09 Marzo 2017


Convegno su equilibrio di genere e dirigenza dell'amministrazione della giustizia e della pubblica amministrazione

Il Vice Presidente Legnini: "La percentuale di donne che ricoprono un incarico direttivo in magistratura è notevolmente cresciuta nell'ultimo periodo, specie nel settore Minorile e alla Sorveglianza"

Ringrazio il Comitato per le pari opportunità in magistratura e in particolare le Consigliere San Giorgio, Balducci e Casellati, per l’organizzazione di questo pomeriggio di dibattito e confronto sul dell’equilibrio di genere declinato in una prospettiva decisamente originale e ricca di sollecitazioni e stimoli. Avrà luogo oggi un dibattito aperto sugli equilibri di genere svolto con riguardo a due ambiti assai diversi quali quelli della dirigenza pubblica e della guida degli uffici giudiziari.

Non mancheranno poi interessanti e fertili spunti ricostruttivi che concernono la dirigenza nel rapporto tra pubblico e privato, i riflessi della partecipazione femminile di fronte alla politica, analisi di carattere sociologico e filosofico sul rapporto tra generi nel triangolo delle relazioni Potere – Autorità – Giustizia.
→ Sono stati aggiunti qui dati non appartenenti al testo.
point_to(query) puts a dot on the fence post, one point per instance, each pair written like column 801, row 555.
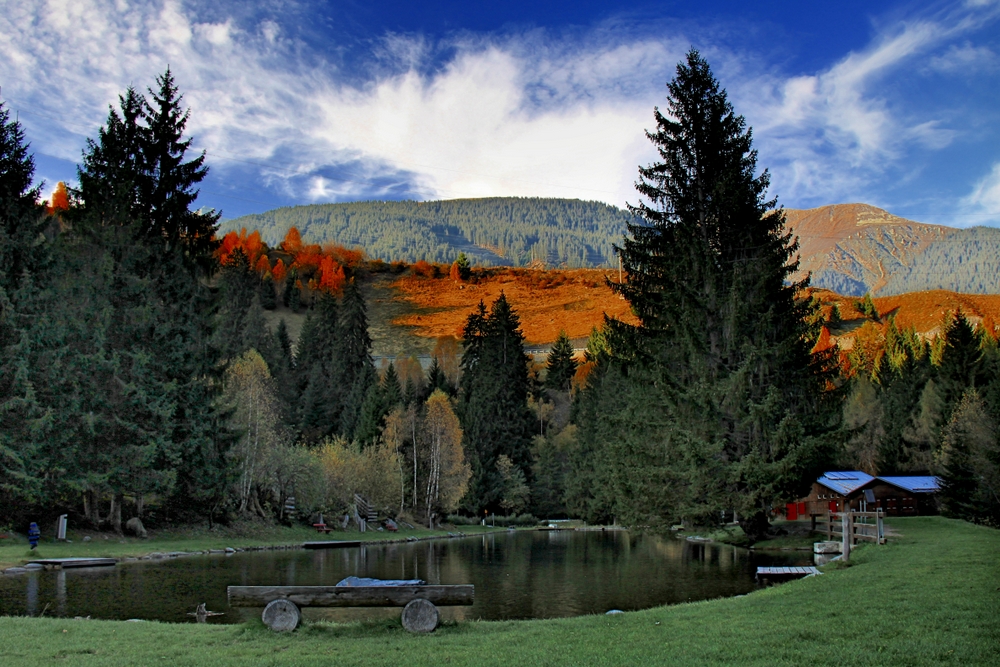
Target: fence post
column 846, row 528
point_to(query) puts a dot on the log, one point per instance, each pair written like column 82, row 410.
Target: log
column 350, row 596
column 419, row 615
column 281, row 616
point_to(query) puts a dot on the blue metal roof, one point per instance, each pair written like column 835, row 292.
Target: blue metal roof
column 915, row 484
column 845, row 482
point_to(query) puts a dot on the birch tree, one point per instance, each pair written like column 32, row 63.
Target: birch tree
column 448, row 472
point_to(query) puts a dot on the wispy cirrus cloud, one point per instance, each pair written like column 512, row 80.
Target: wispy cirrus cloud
column 522, row 113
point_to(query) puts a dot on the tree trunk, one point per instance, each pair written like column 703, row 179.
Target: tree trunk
column 116, row 512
Ciò che è in comune tra la dirigenza giudiziaria e quella amministrativa è, almeno di norma e salvo eccezioni, l’estrazione di base che è per pubblico concorso. E’ intuitivo, peraltro, che la stessa procedura concorsuale in quanto selezione meritocratica, è per sua natura garanzia minima di equiparazione delle opportunità. Per converso, l’opposto deve dirsi per quegli incarichi di natura fiduciaria, che pure possono qualificarsi come dirigenziali ma per i quali di pari opportunità non può trattarsi. Dunque, la dirigenza di diritto pubblico, sia essa da riferire ai magistrati che alla guida delle amministrazioni, può sviluppare il perseguimento dell’equilibrio di genere attraverso strumenti simili, o quantomeno paragonabili: si tratta di accompagnare i percorsi di carriera garantendo la conciliazione del tempo lavoro con la genitorialità e con la vita extraprofessionale in generale. Questa è certamente una via che accomuna i due fronti, una strategia di lungo periodo che, se alimentata con coerenza, offre i suoi frutti.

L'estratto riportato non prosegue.